Parable of the spoons

by Richard on September 20, 2004

For some time the cutlery drawer in our kitchen has been unruly. You never seemed to be able to keep knives, forks and spoons in their proper places. There was no obvious reason why that should be so. It isn’t as if we’d been buying more cutlery or anything. But the other day my wife decided it was time it got sorted out. Only a short time later she discovered the root of the problem. “Have a guess how many medicine spoons we’ve got,” came the challenge. The answer was surprising — 24! A short conference ensued. How many medicine spoons does a household require? We settled on 6; excessive perhaps but far less than 2 dozen. This decision made, the drawer was repacked and is now perfectly tidy. It is a paragon of order.
Medicine spoons are Good Things. There was nothing wrong with any of them. The trouble is, they were occupying too much space. Ditching a few of them restored the cutlery drawer to good order.

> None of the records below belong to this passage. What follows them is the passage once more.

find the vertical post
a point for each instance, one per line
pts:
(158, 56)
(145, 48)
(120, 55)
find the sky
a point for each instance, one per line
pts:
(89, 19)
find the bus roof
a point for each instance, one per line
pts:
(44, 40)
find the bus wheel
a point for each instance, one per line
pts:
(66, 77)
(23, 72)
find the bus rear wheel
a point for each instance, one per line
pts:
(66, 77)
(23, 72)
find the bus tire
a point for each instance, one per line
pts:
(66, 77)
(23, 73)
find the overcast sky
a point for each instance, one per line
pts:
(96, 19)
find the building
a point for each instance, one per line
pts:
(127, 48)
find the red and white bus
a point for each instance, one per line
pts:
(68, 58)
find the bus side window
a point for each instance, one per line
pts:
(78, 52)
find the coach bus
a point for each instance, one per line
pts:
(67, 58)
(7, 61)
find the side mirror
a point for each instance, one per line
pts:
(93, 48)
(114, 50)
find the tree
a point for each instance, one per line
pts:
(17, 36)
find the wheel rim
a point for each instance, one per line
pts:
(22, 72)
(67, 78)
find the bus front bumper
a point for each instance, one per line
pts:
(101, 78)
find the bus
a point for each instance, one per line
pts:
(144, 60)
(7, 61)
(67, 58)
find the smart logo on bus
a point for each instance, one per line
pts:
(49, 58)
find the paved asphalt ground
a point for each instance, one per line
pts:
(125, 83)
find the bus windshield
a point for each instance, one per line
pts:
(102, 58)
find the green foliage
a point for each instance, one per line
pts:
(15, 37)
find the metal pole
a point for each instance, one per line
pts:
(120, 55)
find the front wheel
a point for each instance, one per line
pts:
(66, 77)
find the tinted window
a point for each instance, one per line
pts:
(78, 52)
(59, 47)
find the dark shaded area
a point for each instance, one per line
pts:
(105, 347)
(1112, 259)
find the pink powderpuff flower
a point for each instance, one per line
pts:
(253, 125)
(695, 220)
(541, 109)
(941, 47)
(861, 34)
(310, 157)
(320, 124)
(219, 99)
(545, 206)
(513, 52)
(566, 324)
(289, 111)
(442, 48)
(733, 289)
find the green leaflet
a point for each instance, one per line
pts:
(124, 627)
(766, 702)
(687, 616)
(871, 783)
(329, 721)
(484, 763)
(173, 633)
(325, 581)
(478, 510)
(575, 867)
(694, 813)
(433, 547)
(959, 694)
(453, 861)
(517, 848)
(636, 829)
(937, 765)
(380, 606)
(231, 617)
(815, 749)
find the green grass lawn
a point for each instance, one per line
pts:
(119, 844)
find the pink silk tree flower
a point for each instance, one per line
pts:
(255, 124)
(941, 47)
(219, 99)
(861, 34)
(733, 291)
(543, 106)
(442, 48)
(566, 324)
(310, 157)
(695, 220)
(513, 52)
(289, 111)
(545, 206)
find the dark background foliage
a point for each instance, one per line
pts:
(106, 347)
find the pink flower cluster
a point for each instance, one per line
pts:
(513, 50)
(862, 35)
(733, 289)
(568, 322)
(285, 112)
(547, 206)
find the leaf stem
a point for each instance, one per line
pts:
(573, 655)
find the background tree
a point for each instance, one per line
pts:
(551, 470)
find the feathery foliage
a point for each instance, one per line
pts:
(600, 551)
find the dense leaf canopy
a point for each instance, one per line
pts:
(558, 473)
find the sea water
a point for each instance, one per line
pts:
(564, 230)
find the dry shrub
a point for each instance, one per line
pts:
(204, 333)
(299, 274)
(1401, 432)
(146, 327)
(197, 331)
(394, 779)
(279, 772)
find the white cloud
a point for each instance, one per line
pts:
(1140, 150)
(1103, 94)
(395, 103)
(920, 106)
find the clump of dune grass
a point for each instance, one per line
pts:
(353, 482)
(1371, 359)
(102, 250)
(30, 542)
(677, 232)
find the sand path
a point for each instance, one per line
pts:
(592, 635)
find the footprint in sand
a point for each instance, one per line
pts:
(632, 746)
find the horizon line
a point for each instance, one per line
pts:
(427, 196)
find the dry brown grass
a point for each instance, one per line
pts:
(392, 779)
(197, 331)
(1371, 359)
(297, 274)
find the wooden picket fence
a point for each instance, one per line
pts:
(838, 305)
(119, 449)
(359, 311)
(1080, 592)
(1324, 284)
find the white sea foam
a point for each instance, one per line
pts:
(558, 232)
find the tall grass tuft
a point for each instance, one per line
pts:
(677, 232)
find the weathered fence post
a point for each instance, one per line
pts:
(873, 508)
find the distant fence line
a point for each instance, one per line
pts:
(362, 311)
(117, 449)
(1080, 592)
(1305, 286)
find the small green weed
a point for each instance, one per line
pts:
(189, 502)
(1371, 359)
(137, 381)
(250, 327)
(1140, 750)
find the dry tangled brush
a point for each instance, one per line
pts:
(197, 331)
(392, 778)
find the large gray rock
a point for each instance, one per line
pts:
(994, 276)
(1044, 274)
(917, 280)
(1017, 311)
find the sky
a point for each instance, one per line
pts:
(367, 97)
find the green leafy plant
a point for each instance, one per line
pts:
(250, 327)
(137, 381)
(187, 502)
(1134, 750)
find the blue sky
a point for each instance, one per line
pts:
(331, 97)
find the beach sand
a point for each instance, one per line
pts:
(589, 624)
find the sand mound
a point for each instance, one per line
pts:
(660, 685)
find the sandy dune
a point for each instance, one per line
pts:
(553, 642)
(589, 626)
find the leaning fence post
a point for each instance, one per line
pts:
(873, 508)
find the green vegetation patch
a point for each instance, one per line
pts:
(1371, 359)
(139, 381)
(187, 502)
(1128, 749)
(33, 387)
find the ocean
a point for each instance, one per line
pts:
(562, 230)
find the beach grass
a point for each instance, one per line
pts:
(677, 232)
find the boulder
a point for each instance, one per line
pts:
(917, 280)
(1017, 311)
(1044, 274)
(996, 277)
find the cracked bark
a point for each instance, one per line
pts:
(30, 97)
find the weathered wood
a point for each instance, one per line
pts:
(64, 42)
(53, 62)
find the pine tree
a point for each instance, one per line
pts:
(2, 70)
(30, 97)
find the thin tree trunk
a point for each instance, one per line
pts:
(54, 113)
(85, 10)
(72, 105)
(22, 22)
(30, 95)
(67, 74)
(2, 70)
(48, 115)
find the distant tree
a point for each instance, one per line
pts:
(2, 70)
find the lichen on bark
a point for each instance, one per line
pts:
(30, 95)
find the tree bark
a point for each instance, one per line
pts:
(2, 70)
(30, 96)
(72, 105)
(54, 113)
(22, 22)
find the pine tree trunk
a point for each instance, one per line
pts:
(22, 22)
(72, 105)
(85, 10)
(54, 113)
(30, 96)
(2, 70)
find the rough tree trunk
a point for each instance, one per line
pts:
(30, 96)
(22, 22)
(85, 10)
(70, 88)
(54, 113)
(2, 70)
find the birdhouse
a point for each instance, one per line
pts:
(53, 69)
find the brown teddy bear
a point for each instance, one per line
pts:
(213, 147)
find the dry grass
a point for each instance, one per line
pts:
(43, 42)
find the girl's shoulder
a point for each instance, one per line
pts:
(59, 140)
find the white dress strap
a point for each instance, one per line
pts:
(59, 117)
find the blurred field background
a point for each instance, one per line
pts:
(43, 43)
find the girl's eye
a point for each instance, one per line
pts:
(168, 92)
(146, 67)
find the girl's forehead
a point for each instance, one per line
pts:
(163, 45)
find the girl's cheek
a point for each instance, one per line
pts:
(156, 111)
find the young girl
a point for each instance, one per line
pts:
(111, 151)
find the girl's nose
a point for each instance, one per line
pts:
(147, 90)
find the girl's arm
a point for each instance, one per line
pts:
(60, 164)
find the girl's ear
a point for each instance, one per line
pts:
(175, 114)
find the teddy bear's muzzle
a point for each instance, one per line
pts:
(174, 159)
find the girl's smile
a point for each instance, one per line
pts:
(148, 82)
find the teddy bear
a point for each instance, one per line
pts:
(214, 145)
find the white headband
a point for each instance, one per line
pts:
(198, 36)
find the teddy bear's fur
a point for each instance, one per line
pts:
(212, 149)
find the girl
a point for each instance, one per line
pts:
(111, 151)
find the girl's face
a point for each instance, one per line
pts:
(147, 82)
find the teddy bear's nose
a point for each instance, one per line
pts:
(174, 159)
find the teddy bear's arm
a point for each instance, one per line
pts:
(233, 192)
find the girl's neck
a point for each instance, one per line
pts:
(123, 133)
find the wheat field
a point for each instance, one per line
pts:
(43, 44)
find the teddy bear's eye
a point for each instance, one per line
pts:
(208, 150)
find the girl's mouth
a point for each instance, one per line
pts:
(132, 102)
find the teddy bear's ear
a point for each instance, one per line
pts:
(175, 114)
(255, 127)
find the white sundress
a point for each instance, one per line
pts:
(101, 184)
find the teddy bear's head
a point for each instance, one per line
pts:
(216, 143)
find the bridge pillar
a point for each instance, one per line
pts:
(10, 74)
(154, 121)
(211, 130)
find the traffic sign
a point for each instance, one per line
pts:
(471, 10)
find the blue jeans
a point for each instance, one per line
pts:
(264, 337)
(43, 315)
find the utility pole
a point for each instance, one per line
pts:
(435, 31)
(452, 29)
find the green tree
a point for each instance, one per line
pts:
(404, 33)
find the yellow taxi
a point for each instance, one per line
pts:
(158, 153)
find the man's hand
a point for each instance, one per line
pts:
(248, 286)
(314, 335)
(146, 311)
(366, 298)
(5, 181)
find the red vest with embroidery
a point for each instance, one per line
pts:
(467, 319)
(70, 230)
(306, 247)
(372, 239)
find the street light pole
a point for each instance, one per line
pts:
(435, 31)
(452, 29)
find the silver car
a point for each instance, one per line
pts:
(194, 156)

It has made me think about all the crowding of stuff that occupies my life. There isn’t much that I don’t feel has a place, but it is entirely possible some of that stuff is getting more attention than it should. Certainly there are times when my life feels a bit like an unruly kitchen drawer.

{ 12 comments… read them below or add one }

1

timsamoff 09.20.04 at 6:20 pm

Wow. I don’t even know what a medicine spoon is?!

2

Richard 09.20.04 at 8:12 pm

It’s just a plastic spoon for giving a measured dose of medicine with — 2.5 or 5ml usually. They often come included with bottles of stuff from the chemist’s shop, which I suppose is how we ended up with so many.

3

Jan 09.20.04 at 10:43 pm

Perhaps the spoons are first cousins to teh wire coathangers which breed in the back of teh wardrobe?
Shalom,
Jan

4

Richard 09.20.04 at 11:04 pm

Hmmm - things must be different down your way Jan. In my experience p=n+1, where p is the number of shirts waiting to be put on hangers and n is the number of coathangers available.

5

Brian 09.20.04 at 11:29 pm

At least in the US, when you take shirts to the cleaners (to be pressed & starched) they come back on cheap metal hangers and you wind up with about a million of them in the closet. Your equation works perfectly in our coat closet, though!

6

Bene Diction 09.21.04 at 12:45 am

Twist ties.
Like your medicine spoons, they are like tribbles.
They multiply, and turn up in the oddest places.:^)

7

Richard 09.21.04 at 7:25 am

There’s a transatlanntic cultural difference Brian — my shirts go in the washing machine, not to the cleaners! Do people really still have their shirts starched then?

You’re right about twist ties BD.

“Glitter” is the other thing that never goes away. If the kids have been making a picture with glitter it just keeps on turning up for weeks afterward.

8

Brian 09.21.04 at 4:28 pm

A lot of men still do take their shirts to the cleaners. I do less often than some, but in the business world it’s pretty much expected that your shirt will be pressed and starched. I don’t like to iron and my refuses to iron anything (she won’t buy anything that requires ironing) so I’m pretty much left with taking my shirts to the cleaners. Maybe its not a transatlantic cultural difference - I’m probably just lazy!

9

Richard 09.21.04 at 5:12 pm

That must be why I’d never succeed in business Brian!

10

Karen Miller 09.02.05 at 6:00 pm

Parable of the Spoons

A holy man was having a conversation with the Lord one day and said, “Lord, I would like to know what Heaven and Hell are like. “The Lord led the holy man to two doors. He opened one of the doors and the holy man looked in. In the middle of the room was a large round table. In the middle of the table was a large pot of stew which smelled delicious and made the holy man’s mouth water.

The people sitting around the table were thin and sickly. They appeared to be famished. They were holding spoons with very long handles and each found it possible to reach into the pot of stew and take a spoonful, but because the handle was longer than their arms, they could not get the spoons back into their mouths. The holy man shuddered at the sight of their misery and suffering. The Lord said, “You have seen Hell.”

They went to the next room and opened the door.. It was exactly the same as the first one. There was the large round table with the large pot of stew which made the holy man’s mouth water. The people were equipped with the same long-handled spoons, but here the people were well nourished and plump, laughing and talking.
The holy man said, “I don’t understand.”

It is simple” said the Lord, “it requires but one skill. You see,
they have learned to feed each other. While the greedy think only of themselves.

11

Kate Reid 11.06.05 at 3:59 am

I really like the parable of the spoons posted by Karen…

12

Swan 11.06.05 at 4:29 pm

I do, too, so I reposted it on my blog.